Midweek Advent Sermon
Topic: Biblical Verse: Luke 1:39–55
Advent Midweek Worship
December 11, 2019
Elizabeth and Mary come together in today’s Scripture lesson around their shared experience of pregnancy. Even though they are separated in age by many years – Mary is likely a teenager and Elizabeth is advanced in years and well past the age of childbearing (Luke 1:7) – they have learned firsthand that “nothing is impossible with God” (Luke 1:37). The pregnancy of each, as well as the child in each womb, has a far greater purpose than simply bringing a new life into the world. The lives of Elizabeth’s and Mary’s children will mark that divinely-appointed kairos time set by God that will usher in the new age of salvation, heralded by the one child in order that he might prepare the way for the other Child. The one must decrease so that the Other might increase (John 3:30). Both pregnancies are announced by angelic messengers who appear to Elizabeth’s husband, Zechariah (Luke 1:5-25), and to Mary herself (Luke 1:26-38), informing them of what is about to take place. And now Mary comes to visit with Elizabeth in her home for unhurried time and conversation. We are told that Mary stayed with Elizabeth and Zechariah for about three months (Luke 1:56). Scripture does not record any of their experiences or what they talked about, except for what happened when the two first came together.

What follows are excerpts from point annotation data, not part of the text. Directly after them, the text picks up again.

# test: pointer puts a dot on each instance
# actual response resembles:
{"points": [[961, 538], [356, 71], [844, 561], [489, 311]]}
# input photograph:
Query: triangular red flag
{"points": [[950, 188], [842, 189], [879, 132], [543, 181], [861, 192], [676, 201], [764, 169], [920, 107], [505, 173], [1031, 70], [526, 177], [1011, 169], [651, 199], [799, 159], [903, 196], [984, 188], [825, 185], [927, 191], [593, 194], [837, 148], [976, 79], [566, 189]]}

Upon hearing the voice of Mary, the baby leaped in Elizabeth’s womb. That pre-birth movement in the womb is something that mothers remember always. Without having been told anything about Mary’s situation, before any explanation can even be offered, Elizabeth immediately grasps the reality of what is really going on here. Inspired by the Holy Spirit, she bursts forth in praise: “Blessed are you among women, and blessed is the fruit of your womb! And why is this granted to me that the mother of my Lord should come to me? For behold, when the sound of your greeting came to my ears, the baby in my womb leaped for joy. And blessed is she who believed that there would be a fulfillment of what was spoken to her from the Lord” (Luke 1:42-45). All of this, then, is about fulfillment; God making good on his promises.
In the aftermath of the first sin and the fall from grace in the Garden of Eden, God made a promise as He spoke to the serpent, that is, Satan himself: “I will put enmity between you and the woman, and between your offspring and her offspring; he shall bruise your head, and you shall bruise his heel” (Genesis 3:15). This is called the proto-Gospel; the first promise of a Savior who would come and crush the head of Satan. Over the centuries, God had raised up many forerunners of that promised Savior: Abraham, Isaac, Jacob, Moses, Gideon, David, Isaiah, just to name a few. But they all, being mere flesh and blood like us, could not bruise, let alone crush, the head of Satan. And so God is now making good on that promise of old as He raises up two children-in-the-womb, whose mothers are relatives of one another. The first will be “the voice of one crying in the wilderness: Prepare the way of the Lord!” (Isaiah 40:3). He will be that new Elijah (Matthew 11:14) who will call people to repentance before the coming of the Lord. It is that other Child, Mary’s Child, who is the fulfillment of God’s promise of old made to our first parents in Eden. This Child is not merely the fulfillment of God’s promise; this Child is God in the flesh who has come to do for us what we could never do for ourselves: pay the terrible price of our sin and rebellion from Adam and Eve until this very day. This Child is Jesus. He will – He has – “save[d] his people from their sins” (Matthew 1:21).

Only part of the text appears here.